I am of the opinion that Buhari is just like those helpless kid twins who is being deployed and commodified by the so-called cabal, for their selfish purposes. He has been reduced to a commodity around which their sustenance is woven and as such, the battle to retain him in office is the battle of their lives.

Yet, but for the fact that Nigeria does not exist in our individual minds, Nigeria should have propelled every Nigerian who watched that NTA event or listened to Buhari’s apparent manifestation of acute dementia in Delta State to resolve collectively, in the interest of Nigeria and in the interest of the long life of Buhari himself, to ask him to go back to Daura. Every minute they foist that man on the presidential seat, they are shrinking his days on earth. Same cabal killed Umaru Yar’dua prematurely. I have read sad and very saddening commentaries on the social media and comments by those who should know, sauced in the brew of politics, ethnicity and religion, urging Buhari to carry on nevertheless. Some even said that, per adventure his effigy is what is retained in office from 2019 to 2023, they bother less. The truth however is, no matter the so-called sparkling performance Buhari has made in the last years of his government, that man the whole world came into contact with last week deserves rest and not governance.
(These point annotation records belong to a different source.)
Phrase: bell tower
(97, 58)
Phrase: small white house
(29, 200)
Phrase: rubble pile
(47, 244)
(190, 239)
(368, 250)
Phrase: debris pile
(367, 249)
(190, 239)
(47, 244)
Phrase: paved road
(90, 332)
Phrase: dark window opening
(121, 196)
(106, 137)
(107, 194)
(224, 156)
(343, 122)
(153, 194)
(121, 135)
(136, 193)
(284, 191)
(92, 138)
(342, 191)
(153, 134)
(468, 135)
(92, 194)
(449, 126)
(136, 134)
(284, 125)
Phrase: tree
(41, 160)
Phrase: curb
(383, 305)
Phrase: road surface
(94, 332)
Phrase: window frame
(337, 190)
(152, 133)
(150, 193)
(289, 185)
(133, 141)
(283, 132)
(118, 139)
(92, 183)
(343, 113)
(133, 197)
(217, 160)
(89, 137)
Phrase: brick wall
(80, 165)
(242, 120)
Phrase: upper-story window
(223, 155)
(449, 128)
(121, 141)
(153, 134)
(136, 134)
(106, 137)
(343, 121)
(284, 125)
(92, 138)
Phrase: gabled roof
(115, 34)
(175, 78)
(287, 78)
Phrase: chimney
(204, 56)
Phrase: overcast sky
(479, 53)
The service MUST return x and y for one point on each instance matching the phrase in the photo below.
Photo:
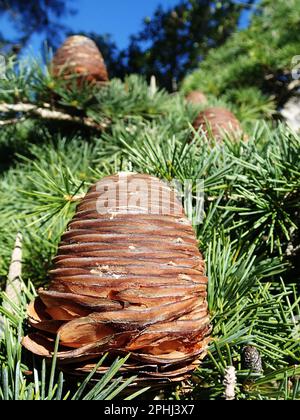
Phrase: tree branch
(47, 114)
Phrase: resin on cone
(80, 57)
(196, 97)
(128, 278)
(219, 122)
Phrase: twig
(48, 114)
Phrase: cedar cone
(128, 277)
(196, 97)
(218, 122)
(80, 56)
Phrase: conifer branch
(47, 114)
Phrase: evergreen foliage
(253, 70)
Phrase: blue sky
(121, 18)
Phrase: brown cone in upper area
(79, 56)
(196, 97)
(128, 277)
(218, 122)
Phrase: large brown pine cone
(79, 57)
(128, 277)
(219, 122)
(196, 97)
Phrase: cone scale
(128, 278)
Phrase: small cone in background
(128, 278)
(196, 97)
(218, 122)
(79, 56)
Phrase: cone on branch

Those who understand the trait say that, from their reading of those interfaces Buhari had last week, he is very likely to be suffering from dementia. They said Buhari’s disconnected look, sudden prolonged silence mid-sentence, the tangential answers to questions that demanded straight-laced answers, are symptoms of dementia. An anonymous respondent on the social media, who said his father, said to be down with Alzheimer’s, manifests virtually all those traits seen in Buhari last week. He raised posers on how Buhari sat with a disconnected look and how, while making his very perfunctory speech, “he pointed to the far left (while mentioning Ogboru’s name) while the man (Ogboru) was standing next to him on his right.” You must have heard of his waffle of calling Ogboru presidential, senatorial and governatorial candidate.

Dementia, from my reading up the illness, is “an umbrella term used to describe a range of progressive neurological disorders, that is, conditions affecting the brain. There are many different types of dementia, of which Alzheimer’s disease is the most common. Some people may have a combination of types of dementia…Symptoms of dementia can include memory problems (having) problems retaining new information. They might get lost in previously familiar places and may struggle with names.” Apparently aware of these embarrassing manifestations, journalists who cover the Presidential Villa are said to have long been screened off the normal and usual process of inviting them to cover visits of guests of the president. The media aides of the president rather cover the events and send the story to the reporters.

In the absence of the presidency’s full disclosure of what ails our president, we may not be wrong to hanker guesses about the true state of his health. The honest truth is, we will all suffer for every action or inaction we take to spite this country. The question I have posed ever since watching those events’ clips is, if that character waffling helplessly at those events were to apply to manage our individual concerns, would we avail him? We are not bothered because Nigeria is a remote construct that does not have any bearing or meaning to us. It does not exist in our minds. And slowly but surely, we are leading this country on the path of doom and apocalypse.



Views expressed by contributors are strictly personal and not of TheCable.